Самая любящая мать не сумела бы так охранять меня, как делал это мой дорогой

муж.

Приехав в Женеву, Федор Михайлович, при первой получке денег,

настоял на визите к лучшему акушеру и просил его рекомендовать sage-femme

{акушерку (франц.).}, которая взяла бы меня под свое наблюдение и каждую

неделю меня навещала. За месяц до родов выяснился факт, очень меня тронувший

и показавший мне, до каких мелочей простираются сердечные заботы обо мне

моего мужа. При одном из посещений m-me Barraud спросила, кто из наших

знакомых живет на одной с нею улице, так как она часто встречает там моего

мужа. Я удивилась, но подумала, что она ошиблась. Стала допрашивать мужа; он

сначала отнекивался, но потом рассказал: m-me Barraud жила на одной из

многочисленных улиц, поднимающихся в гору от rue Basses, главной торговой

артерии Женевы. Улицы эти недоступны, по своей крутизне, для экипажей и

очень похожи одна на другую. И вот Федор Михайлович, предполагая, что

помощь этой дамы может понадобиться для меня внезапно и возможно, что

ночью, и не надеясь на свою зрительную память, положил целью своих прогулок

эту улицу и каждый день, после читальни, проходил мимо дома m-me Barraud и, пройдя пять-шесть домов далее, возвращался обратно.
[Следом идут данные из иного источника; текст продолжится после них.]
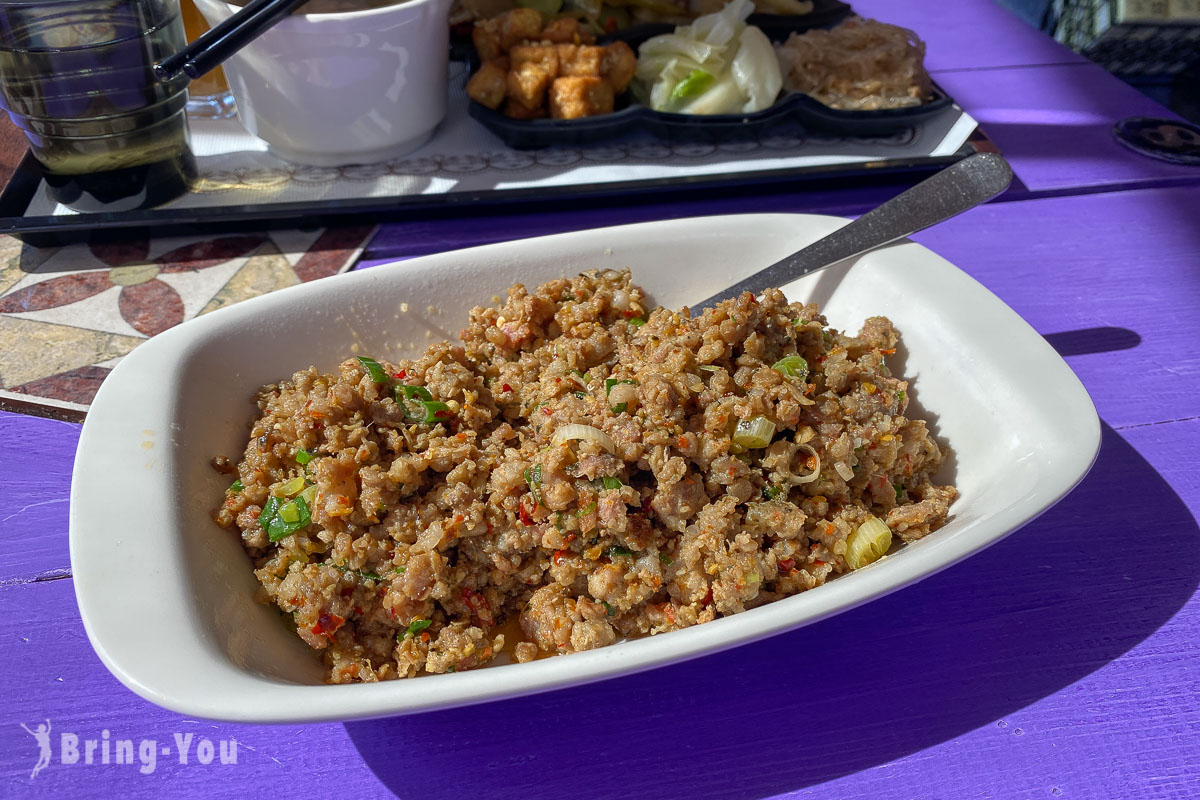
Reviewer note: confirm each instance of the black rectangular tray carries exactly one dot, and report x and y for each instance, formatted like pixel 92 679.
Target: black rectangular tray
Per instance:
pixel 57 230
И эту прогулку мой муж

выполнял в течение последних трех месяцев, а между тем это восхождение на

крутую гору, при его начинавшейся уже астме, представляло немалую жертву. Я

упрашивала мужа не затруднять себя этой ходьбой, но он продолжал свои

прогулки и как потом торжествовал, что в трудные минуты наступившего

события это знание улицы и дома m-me Barraud ему пригодилось и он в полутьме

раннего утра быстро ее разыскал и привез ко мне. <...>

41

В непрерывной общей работе по написанию романа и в других заботах

быстро прошла для нас зима, и наступил февраль 1868 года, когда и произошло

столь желанное и тревожившее нас событие.

В начале года погода в Женеве стояла прекрасная, но с половины февраля

вдруг наступил перелом, и начались ежедневные бури. Внезапная перемена

погоды, по обыкновению, раздражающе повлияла на нервы Федора Михайловича, и с ним в короткий промежуток времени случились два приступа эпилепсии.

Второй, очень сильный, поразил его в ночь на 20 февраля, и он до того потерял

силы, что, встав утром, едва держался на ногах. День прошел для него смутно, и, видя, что он так ослабел, я уговорила лечь пораньше спать, и он заснул в семь

часов. Не прошло часа после его отхода ко сну, как я почувствовала боль, сначала

небольшую, но, которая с каждым часом усиливалась. Так как боли были

характерные, то я поняла, что наступают роды. Я выносила боли часа три, но под

конец стала бояться, что останусь без помощи, и как ни жаль мне было тревожить

моего больного мужа, но решила его разбудить. И вот я тихонько дотронулась до

его плеча. Федор Михайлович быстро поднял с подушки голову и спросил:

- Что с тобой, Анечка?

- Кажется, началось, я очень страдаю! - ответила я,

- Как мне тебя жалко, дорогая моя! - самым жалостливым голосом

проговорил мой муж, и вдруг голова его склонилась на подушку, и он мгновенно

уснул. Меня страшно растрогала его искренняя нежность, а вместе и полнейшая

беспомощность. Я поняла, что Федор Михайлович находится в таком состоянии, что пойти за sage-femme не может, и что, не давши ему подкрепить свои

расшатанные нервы продолжительным сном, можно было вызвать новый

припадок. <...>

К утру боли усилились, и около семи часов я решила разбудить Федора

Михайловича. <...>

Помимо обычных при акте разрешения страданий, я мучилась и тем, как

вид этих страданий действовал на расстроенного недавними припадками Федора

Михайловича. В лице его выражалось такое мучение, такое отчаяние, по

временам я видела, что он рыдает, и я сама стала страшиться, не нахожусь ли я на

пороге смерти, и, вспоминая мои тогдашние мысли и чувства, скажу, что жалела

не столько себя, сколько бедного моего мужа, для которого смерть моя могла бы

оказаться катастрофой. Я сознавала тогда, как много самых пламенных надежд и

упований соединял мой дорогой муж на мне и нашем будущем ребенке.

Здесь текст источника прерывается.